The company also acquired several other entities in Brazil. Thus, its oil production from international subsidiaries increased to 10% of TNK-BP's total oil production.

Over 2009, despite an average decline in crude oil price of 36% year-on-year, TNK-BP generated profit of $5 billion. Since the company's emergence in 2003, TNK-BP's profits have risen from $2.7 billion to $5.3 billion in 2009.

In 2009, TNK-BP produced 12.5 billion cubic meters of associated petroleum gas with a utilization rate of 84.4%.

In 2011, the company's capitalization amounted to $60 billion.

==Corporate disputes==
In 2008, a corporate dispute between the major shareholders arose as BP and AAR seemed to have differing visions for the company's corporate governance structure and future strategy.

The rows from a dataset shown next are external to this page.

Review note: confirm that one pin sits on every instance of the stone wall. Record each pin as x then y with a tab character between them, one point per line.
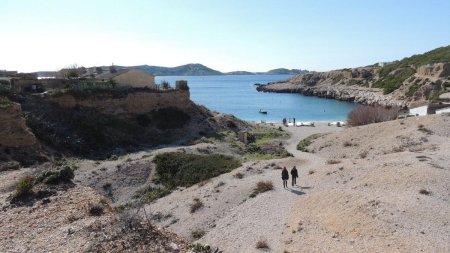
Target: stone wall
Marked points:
133	103
14	131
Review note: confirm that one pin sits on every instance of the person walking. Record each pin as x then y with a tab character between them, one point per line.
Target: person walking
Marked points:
284	176
294	174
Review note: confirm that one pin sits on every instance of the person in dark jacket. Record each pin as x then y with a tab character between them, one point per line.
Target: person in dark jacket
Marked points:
294	174
284	176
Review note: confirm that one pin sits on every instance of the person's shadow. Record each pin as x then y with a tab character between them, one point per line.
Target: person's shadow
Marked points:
297	192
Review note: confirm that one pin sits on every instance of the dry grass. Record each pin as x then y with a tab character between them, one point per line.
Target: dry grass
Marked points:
332	161
364	115
262	244
196	205
424	192
238	175
198	233
262	186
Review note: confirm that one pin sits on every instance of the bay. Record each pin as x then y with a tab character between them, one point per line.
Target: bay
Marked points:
237	95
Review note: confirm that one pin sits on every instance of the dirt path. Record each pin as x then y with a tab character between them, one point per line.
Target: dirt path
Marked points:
230	219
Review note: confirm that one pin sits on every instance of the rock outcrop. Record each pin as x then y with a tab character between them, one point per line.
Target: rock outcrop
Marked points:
358	85
410	82
14	131
132	103
347	85
434	70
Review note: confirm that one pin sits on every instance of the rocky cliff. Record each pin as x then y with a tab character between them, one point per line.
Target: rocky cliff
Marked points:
13	131
410	82
132	103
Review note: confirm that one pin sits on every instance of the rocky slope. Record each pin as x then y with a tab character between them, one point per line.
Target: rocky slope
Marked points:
14	131
409	82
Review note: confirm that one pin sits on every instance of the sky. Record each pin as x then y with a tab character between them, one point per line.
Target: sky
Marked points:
252	35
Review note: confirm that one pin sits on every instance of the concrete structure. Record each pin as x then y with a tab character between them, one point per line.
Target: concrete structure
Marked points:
129	77
419	111
443	110
133	103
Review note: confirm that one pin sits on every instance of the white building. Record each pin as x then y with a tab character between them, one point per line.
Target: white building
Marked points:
419	111
443	110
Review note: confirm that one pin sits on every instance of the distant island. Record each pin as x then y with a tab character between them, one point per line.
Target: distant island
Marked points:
193	69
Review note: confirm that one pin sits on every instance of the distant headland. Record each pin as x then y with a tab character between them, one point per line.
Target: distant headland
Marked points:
194	69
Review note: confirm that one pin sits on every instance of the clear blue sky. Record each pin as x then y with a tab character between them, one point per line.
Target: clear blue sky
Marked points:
254	35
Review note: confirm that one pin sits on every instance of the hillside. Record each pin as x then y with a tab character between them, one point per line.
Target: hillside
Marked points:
189	70
412	81
184	70
377	188
279	71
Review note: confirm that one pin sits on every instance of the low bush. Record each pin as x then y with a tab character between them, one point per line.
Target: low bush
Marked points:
392	82
364	115
303	144
424	192
11	165
238	175
153	194
170	118
5	102
262	244
181	169
332	161
65	175
423	129
96	209
24	188
262	186
196	205
198	233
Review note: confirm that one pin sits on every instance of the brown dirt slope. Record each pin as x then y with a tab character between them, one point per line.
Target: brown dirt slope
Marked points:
384	188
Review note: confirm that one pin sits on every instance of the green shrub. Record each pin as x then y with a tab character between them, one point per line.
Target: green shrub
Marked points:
304	144
412	90
180	169
25	187
64	175
143	120
153	194
198	233
363	115
196	205
392	82
262	244
170	118
5	102
262	186
11	165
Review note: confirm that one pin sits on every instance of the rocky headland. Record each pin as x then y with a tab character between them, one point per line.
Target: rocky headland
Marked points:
410	82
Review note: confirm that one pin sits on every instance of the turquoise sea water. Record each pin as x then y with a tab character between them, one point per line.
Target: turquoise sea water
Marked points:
237	95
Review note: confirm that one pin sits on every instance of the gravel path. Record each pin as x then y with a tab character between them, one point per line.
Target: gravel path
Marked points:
230	219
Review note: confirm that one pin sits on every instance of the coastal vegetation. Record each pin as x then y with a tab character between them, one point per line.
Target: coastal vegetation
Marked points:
5	102
363	115
441	54
181	169
412	80
304	144
262	143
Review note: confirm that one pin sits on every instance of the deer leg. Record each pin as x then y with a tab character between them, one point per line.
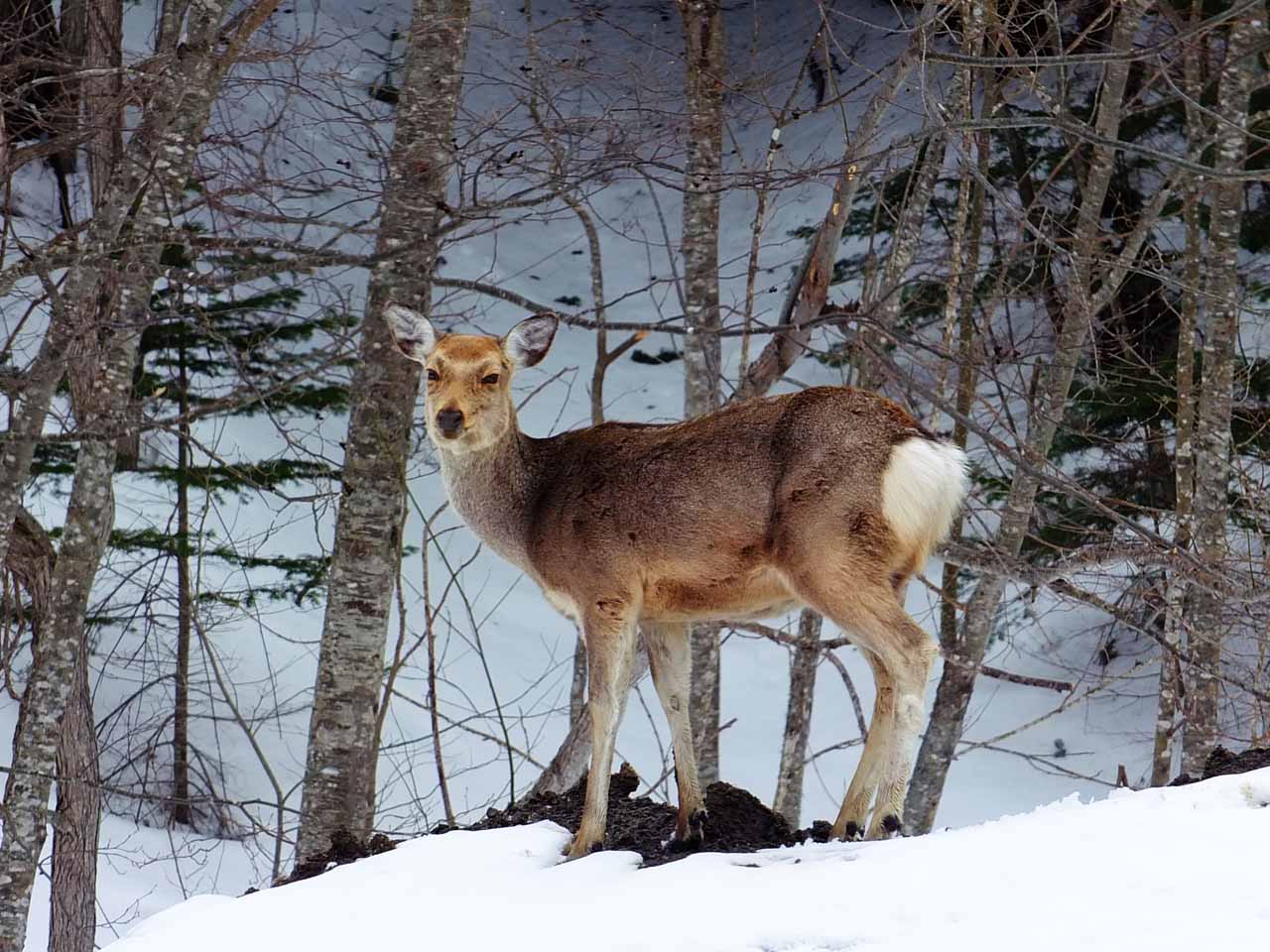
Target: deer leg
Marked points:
610	631
671	660
910	658
901	654
855	805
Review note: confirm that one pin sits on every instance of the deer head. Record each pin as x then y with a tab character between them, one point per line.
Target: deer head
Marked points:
467	377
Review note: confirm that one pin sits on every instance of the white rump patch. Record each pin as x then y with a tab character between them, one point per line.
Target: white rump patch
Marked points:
922	490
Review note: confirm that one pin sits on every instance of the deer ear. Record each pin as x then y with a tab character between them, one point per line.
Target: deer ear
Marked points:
412	331
529	341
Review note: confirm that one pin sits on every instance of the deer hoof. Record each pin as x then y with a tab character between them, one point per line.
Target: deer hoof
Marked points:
691	838
580	847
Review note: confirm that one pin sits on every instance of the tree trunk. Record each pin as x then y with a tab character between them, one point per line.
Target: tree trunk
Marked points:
1202	729
1169	706
798	719
703	66
962	657
102	388
72	923
181	801
117	189
339	777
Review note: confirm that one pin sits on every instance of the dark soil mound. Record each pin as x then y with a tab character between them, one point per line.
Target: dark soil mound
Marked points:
344	848
1223	762
737	821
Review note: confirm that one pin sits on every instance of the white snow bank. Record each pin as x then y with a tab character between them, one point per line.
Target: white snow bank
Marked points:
1157	870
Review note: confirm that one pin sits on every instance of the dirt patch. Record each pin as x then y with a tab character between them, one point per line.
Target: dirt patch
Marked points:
344	848
737	821
1222	763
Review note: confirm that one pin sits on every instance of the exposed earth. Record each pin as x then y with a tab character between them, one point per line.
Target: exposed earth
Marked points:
737	823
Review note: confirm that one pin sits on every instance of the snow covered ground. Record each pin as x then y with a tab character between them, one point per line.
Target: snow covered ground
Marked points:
1159	870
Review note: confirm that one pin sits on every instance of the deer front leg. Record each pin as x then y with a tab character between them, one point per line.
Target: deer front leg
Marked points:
608	627
671	660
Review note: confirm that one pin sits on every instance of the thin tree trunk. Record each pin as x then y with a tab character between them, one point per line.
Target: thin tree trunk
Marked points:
703	67
339	777
1169	706
181	801
72	921
114	204
1055	380
798	719
102	388
1202	729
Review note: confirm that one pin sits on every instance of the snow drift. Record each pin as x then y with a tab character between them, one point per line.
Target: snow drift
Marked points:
1153	870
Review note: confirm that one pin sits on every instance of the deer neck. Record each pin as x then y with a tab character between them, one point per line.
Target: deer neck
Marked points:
493	490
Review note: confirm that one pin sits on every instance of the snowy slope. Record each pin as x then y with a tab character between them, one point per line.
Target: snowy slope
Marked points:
1161	870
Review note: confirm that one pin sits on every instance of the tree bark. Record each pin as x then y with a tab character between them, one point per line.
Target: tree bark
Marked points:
1202	729
181	800
798	719
703	66
339	777
964	656
72	921
1169	706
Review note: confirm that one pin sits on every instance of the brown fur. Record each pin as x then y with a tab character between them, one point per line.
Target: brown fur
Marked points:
751	511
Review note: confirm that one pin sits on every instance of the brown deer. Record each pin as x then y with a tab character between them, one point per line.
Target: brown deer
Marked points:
828	498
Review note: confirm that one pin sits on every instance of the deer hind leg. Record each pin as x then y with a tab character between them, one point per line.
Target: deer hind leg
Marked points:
860	794
671	660
902	655
608	627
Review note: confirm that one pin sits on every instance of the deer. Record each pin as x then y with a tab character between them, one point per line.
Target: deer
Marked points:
828	498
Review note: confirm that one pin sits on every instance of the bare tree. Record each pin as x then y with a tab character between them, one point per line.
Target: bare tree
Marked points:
1088	290
104	354
702	379
1213	417
339	777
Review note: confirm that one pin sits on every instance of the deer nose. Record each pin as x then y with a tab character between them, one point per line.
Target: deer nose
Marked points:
449	422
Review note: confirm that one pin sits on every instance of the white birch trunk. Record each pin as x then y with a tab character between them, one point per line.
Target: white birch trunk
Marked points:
338	791
703	66
1202	728
965	654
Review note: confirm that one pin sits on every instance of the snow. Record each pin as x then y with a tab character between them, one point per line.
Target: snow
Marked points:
1174	869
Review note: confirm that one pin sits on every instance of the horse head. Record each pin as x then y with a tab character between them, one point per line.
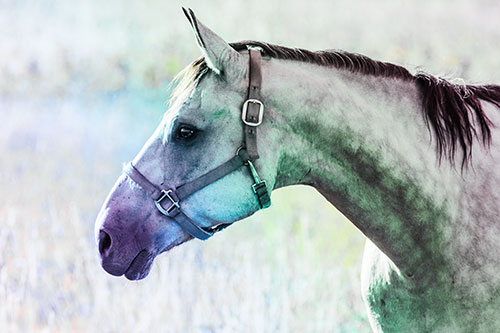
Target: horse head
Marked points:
196	170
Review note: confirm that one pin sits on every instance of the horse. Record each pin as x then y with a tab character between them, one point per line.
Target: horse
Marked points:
410	159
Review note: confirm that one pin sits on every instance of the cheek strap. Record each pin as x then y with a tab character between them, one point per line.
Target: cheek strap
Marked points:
168	201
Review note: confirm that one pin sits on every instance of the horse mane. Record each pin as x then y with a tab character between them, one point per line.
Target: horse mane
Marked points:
453	111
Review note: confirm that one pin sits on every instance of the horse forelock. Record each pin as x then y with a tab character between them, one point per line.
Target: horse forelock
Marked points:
452	111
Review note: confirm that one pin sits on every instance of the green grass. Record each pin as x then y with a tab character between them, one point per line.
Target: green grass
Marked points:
83	85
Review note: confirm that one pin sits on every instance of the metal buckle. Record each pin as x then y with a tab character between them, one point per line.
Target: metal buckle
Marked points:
244	112
166	194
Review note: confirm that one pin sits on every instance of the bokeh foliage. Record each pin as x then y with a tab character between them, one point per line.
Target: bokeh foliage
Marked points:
82	86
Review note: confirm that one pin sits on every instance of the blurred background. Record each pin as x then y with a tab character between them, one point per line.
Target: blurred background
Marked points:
82	86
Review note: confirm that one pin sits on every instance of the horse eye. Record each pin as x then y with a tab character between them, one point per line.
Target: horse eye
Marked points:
186	133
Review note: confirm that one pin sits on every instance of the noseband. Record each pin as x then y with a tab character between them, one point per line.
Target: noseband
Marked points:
252	115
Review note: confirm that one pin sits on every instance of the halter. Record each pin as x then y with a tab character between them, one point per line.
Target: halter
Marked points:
168	201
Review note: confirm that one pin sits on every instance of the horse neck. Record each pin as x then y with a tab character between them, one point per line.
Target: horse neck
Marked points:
362	142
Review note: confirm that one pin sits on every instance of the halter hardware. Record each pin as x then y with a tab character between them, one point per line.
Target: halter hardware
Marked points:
174	203
245	155
245	110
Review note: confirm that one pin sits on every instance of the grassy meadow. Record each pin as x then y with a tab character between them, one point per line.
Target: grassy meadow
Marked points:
83	85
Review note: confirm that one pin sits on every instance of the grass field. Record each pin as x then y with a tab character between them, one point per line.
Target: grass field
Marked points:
82	86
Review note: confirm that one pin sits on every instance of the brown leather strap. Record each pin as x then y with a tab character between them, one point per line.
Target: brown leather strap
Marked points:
253	109
168	200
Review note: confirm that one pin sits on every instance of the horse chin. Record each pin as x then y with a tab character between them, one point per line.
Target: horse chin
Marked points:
140	266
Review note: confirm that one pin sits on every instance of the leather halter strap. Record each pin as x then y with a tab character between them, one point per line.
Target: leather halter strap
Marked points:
252	115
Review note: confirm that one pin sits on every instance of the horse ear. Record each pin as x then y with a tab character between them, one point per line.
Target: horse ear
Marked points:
219	55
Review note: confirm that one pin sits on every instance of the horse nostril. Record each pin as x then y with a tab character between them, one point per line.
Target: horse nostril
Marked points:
104	242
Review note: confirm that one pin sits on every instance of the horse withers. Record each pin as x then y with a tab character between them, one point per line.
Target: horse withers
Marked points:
411	160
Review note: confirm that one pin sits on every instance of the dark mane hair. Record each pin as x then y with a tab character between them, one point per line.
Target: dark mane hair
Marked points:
453	111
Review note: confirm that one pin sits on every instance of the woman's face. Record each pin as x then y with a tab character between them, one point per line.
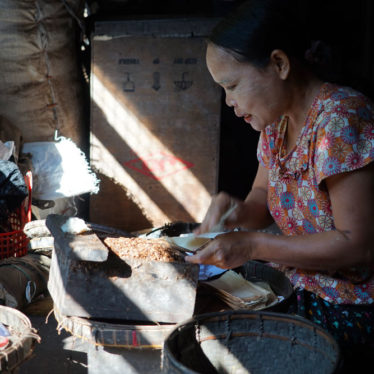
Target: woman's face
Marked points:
257	95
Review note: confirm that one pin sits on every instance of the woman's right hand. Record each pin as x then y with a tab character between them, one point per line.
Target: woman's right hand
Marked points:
219	205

During the dispute, it was rumoured that some Western BP executives experienced visa problems, and the American CEO Robert Dudley was accused by AAR of having violated Russian laws.

On 4 September 2008, the parties to the dispute signed a five-page memorandum of understanding, thus signaling the end of the disagreements. Robert Dudley stepped down from his role as CEO of TNK-BP and AAR achieved to have their President Mikhail Fridman installed as interim CEO.

After the dispute was settled, the general consensus was that although AAR had increased its influence, BP would be happy to keep its 50% stake as TNK BP represented 24% of BP's production and 19% of total reserves in 2007. Some investors had feared BP might lose its interest in TNK-BP with only minimal compensation. Tony Hayward, BP's chief executive at the time, described the five-page memorandum as "a very sensible and pragmatic way of looking forward".

In January 2010, BP and its Russian co-shareholders held their first joint media briefing to pronounce their tensions gone and TNK-BP.'s prospects bright.

In January 2011, BP and Russia's state oil company, Rosneft, formed a strategic partnership on Arctic development. In March 2011 the Stockholm International Arbitration court blocked the BP-Rosneft deal as breaching TNK–BP earlier contractual arrangements. BP had previously signed a shareholding agreement with AAR, which stipulated that TNK–BP would be the primary corporate vehicle for BP's oil and gas operations in Russia. AAR's legal action and minority shareholder's claims led to the collapse of the BP-Rosneft deal in August 2011, when BP was replaced with ExxonMobil as Rosneft's strategic foreign partner in the Arctic.

==Environmental record==
TNK-BP has been criticized for its Siberian oil spills. In 2012 Russia's Natural Resources Minister Yuri Trutnev announced that regulators plan to seek damages from TNK-BP as one of the biggest polluters of the Ob and Yenisei river basins in Siberia. He also recommended the company prepare a plan for replacing its pipelines. Each year, 300,000 to 500,000 tonnes of oil and oil products are leaked into the Ob and Yenisei river basins, with TNK-BP the biggest offender. In 2011 TNK-BP reported a total 1,186 pipeline ruptures. According to TNK-BP, the company has paid $2.1 billion for clean-up since 2003 and has established a $500 million fund "to resolve the inherited environmental problems, accumulated since 1962."